Saturday, November 28, 2009

One Dark and Stormy Night

Washington has had a very unusual fall. It has been dark, cold, and wet. Many evenings are punctuated by violent thunderstorms that uproot trees and set roofs on fire. The thunder is so loud that it shakes the house and sets the cat racing about.

It was one such night that I was reading about contemporary Japanese society. It is now nearly banal to say that the country's recent elections reflected the need for politics to catch up with modern society. Laws, regulations, and social services have not kept pace with Japan's profound and uncomfortable social changes. Right and Left both complain that Japan has lost its sense of identity.

The laws maintained and the attitudes preserved as upholding the "Japanese" system were merely those of a small group of elites who managed Japan through the LDP. This ruling class had evolved to focus solely on maintaing its privilege, and not the greater social welfare. It did not govern. These politicians had ruled so long that Washington believed the LDP when told the party was the only legitimate representative of the Japanese people.

Many analysts like to point out that the DPJ is composed of many former LDP members. The new government is simply a recast LDP. After all there are quite a number of ultra-conservatives in the DPJ. Hatoyama's Cabinet has five members of Nippon Kaigi, which wants to revive the role of the Emperor and believes Japan was tricked into the War (Kamei, Fujii, Maehara, Nakai, and Matsuno). It is also common to say that the election results were a judgement on the LDP faults, rather than support of any positive action from the DPJ.

Nonetheless, the LDP does know something big has happened. In a recent Sentaku article, a conservative magazine, the author admits that the LDP did not and may not adapt to the changing circumstances. He notes that "Taro Aso, then prime minister and LDP president, attributed the loss to 'citizens' accumulated dissatisfaction and distrust toward my party over the years.'" Reviving the party may not be possible as "its eventual collapse or disintegration cannot be ruled out."

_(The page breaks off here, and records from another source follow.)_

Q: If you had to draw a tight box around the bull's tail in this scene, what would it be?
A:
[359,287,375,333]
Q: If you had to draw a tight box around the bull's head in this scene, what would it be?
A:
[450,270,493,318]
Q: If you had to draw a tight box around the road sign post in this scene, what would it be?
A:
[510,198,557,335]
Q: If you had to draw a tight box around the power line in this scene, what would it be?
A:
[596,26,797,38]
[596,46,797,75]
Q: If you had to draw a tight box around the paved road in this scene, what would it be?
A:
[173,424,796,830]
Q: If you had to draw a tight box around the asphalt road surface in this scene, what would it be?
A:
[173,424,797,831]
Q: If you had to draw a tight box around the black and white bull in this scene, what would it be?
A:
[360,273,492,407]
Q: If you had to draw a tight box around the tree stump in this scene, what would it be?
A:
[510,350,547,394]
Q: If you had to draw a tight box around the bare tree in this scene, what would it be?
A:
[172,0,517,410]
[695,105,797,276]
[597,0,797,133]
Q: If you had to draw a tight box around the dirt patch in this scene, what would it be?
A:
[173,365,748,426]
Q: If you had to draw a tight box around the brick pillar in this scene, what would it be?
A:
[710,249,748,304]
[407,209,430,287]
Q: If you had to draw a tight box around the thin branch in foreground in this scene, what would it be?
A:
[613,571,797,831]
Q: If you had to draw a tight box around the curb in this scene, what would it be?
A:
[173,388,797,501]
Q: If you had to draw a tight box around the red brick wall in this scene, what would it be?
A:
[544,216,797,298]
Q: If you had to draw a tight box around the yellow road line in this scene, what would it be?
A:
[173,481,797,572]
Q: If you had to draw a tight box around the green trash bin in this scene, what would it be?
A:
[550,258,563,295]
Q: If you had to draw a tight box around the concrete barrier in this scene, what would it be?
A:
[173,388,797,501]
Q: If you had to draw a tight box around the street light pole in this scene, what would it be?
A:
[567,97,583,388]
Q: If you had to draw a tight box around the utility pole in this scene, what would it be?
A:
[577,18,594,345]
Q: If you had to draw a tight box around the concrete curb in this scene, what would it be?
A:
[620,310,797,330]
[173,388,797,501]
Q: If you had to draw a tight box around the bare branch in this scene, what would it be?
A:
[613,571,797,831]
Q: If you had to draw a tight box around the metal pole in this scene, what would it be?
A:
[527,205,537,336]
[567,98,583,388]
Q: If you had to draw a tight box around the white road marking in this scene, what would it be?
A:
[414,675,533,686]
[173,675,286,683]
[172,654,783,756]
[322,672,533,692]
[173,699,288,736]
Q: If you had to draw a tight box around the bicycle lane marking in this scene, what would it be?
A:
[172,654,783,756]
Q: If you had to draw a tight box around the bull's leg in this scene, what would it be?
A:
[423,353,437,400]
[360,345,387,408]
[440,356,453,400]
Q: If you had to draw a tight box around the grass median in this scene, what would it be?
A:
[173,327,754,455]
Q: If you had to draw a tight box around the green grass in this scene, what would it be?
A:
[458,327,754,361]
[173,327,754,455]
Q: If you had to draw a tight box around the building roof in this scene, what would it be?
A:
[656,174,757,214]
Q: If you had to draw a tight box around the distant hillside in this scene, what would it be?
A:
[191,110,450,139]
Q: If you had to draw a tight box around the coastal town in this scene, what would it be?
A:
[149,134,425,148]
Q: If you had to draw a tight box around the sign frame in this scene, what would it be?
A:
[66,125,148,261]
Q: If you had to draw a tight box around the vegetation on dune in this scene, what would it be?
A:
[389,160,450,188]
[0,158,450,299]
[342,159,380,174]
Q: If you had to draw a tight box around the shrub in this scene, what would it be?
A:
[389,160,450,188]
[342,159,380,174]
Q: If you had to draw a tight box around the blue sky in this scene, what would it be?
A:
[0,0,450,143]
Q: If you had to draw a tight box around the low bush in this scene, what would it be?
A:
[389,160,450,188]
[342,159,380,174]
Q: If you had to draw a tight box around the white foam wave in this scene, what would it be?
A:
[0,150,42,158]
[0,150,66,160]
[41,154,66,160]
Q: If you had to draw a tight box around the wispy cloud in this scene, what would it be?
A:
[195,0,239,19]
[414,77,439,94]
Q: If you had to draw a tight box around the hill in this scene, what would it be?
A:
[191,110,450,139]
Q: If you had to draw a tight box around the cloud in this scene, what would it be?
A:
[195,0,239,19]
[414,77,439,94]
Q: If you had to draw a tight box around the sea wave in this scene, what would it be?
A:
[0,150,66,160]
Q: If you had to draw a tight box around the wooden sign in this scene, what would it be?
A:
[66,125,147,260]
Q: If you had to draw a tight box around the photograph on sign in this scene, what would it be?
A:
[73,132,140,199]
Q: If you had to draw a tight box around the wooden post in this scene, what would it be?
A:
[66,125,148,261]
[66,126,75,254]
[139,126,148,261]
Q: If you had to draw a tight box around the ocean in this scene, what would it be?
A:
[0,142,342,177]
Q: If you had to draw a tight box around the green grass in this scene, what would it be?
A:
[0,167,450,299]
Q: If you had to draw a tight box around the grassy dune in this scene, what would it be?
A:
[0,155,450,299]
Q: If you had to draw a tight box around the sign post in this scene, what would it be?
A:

This political upheaval reflects an unhappy Japan. Nearly two decades of economic malaise and technological revolution have exposed some raw edges in Japanese society. Urbanization has stylized village-centric social rituals into meaninglessness. Globalization has undermined the traditional way of work. And the extended work-day of the average salaryman has undermined the family. The ageing population combined with inadequate care for the elder has seriously strained many families. Nearly 40% of jobs are temporary; young people isolate themselves; women don't want to marry; and men seem to prefer women with boyish attributes (unjaded young girls). There is little room for children in this world.

In Private Worlds: Lives spent lurking too long in the shadows of the virtual, Roland Kelts observes:
What the pathologies affecting Japanese all have in common is a rejection of active engagement, a refusal to participate in the actual world beyond the confines of specifically tailored, intimately controllable private spaces – a bedroom, a booth in an internet cafĂ©, an online chat room or a bulletin board site. It’s something I’ve taken to calling Japan’s “Bartleby rebellion,” after Herman Melville’s eponymous 19th-century law staffer in his novel Bartleby the Scrivener, whose refusal to accede to societal expectations eventually results in his rejection of sustenance itself. He starves himself to death in his prison cell. Bartleby’s irreverent mantra? “I’d prefer not to.” Tell that to the cops.
Kelts finds a deep pessimism in Japan. There is a younger generation not only unwilling to take risks, but also given few opportunities to take them. Anxiety has overtaken desire. And unfulfilled desire leads only to disillusionment, resignation, and anger. Japan has one of the highest suicide rates in the industrialized world.

Technology has further stylized the minimalist Japanese aesthetic. Whereas the private world was idealized, it is now ensured by the computer screen. Strangely there is a deeper isolation in social networks, gaming, and blogging. Kelts finds
The Japanese have also proven particularly adept at cultivating private virtual worlds amid very crowded public realities. Author and translator Frederik L. Schodt, a veteran authority on Japanese pop culture media, has used the term “autistic” to define the characteristics of a comparatively inward-looking, narrowly focused sensibility.
Yet, and this is a big yet, all this ennui has produced some great creativity in the arts and literature. It also voted the LDP out of office. As the late economist Herb Stein, liked to say, If something cannot go on forever, it will stop.

And it did.

1 comment:

  1. Dunno really, seems like young folk here are so engaged in their societal duties - study study study, pass exams, find your place in the real world, is it any wonder they search for a virtual release?

    Just because some loony killer was into the internet, doesn't make the internet bad (cf is Catcher in the Rye inherently evil because John Lennon's killer obsessed about the book?). Are Japanese teens so different from their western counterparts?

    Kelts is interesting but attributes great meaning to the fact that in public Japanese don't engage in mindless chit chat, as Americans do, but that's just societal manners isn't it? But then, Our Man is allergic to any commentator who brings up "the nail that sticks out" thingy.